I couldn't agree more. We have had  this discussion before on these forums. Lets leave politics out of  BBQ. Too much good going on here to step down into the craphole of smear, spin, or political  kool-aid!


----------



## xeod (Sep 14, 2008)

I don't think I have ever posted on this forum, but I read it a lot.  However, I could not let this one go.  That was an outstanding video by that young man and I appreciate what he has done for us.  

Garyt - Maybe you aren't old enough, but 6.1% unemployment is not a record.
http://www.data360.org/dsg.aspx?Data_Set_Group_Id=248
You can see it in the above link.

Our economy is not failing.  We are number one in the world in gross domestic product.
http://en.wikipedia.org/wiki/List_of...y_GDP_(nominal)

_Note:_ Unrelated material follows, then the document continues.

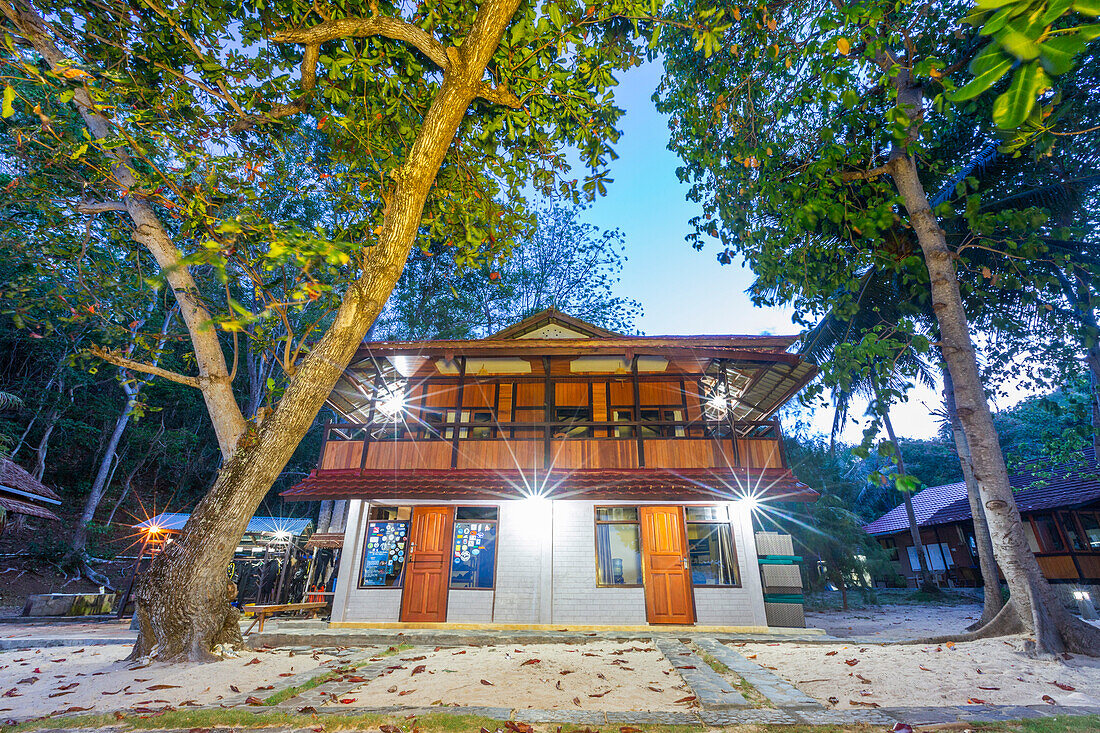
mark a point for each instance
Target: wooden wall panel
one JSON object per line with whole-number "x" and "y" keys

You know why heating oil is going up?  Simple economics - supply and demand.  The leaders of the house and senate refuse to allow a vote on drilling offshore and in ANWAR, because they are afraid of the result.  We are supposed to go "jawbone" with Saudia Arabia for more oil, but we won't stand up and get our own.

The rest of the world does not hate us.  I am a retired GI and have been around the world.  They are envious of us.  You think oil is a lot here - try Germany.  Why are there 15 million illegals here if we are so bad?

Sorry about the rant, but that young man has an opinion and a well deserved right to express it and I stand with him..


----------



## garyt (Sep 14, 2008)

His first post and not a word about smoking.You cannot read a paper or turn on the TV without hearing about the election, that is why I come here I am sure there are hundreds if not thousands of sites and forums for political opinions so does this have to be one too


----------



## xeod (Sep 15, 2008)

You're right.  I went out and smoked a cigar and still stand for him and people who believe in what he has done.


----------



## capt dan (Sep 15, 2008)

maybe he has a website! Go stand with him there!
In case ya missed it the first time, this is a BBQ site!

Did ya  come here to start crap and stir the pot, or talk BBQ. I think we all  know the answer to that.
Later!


----------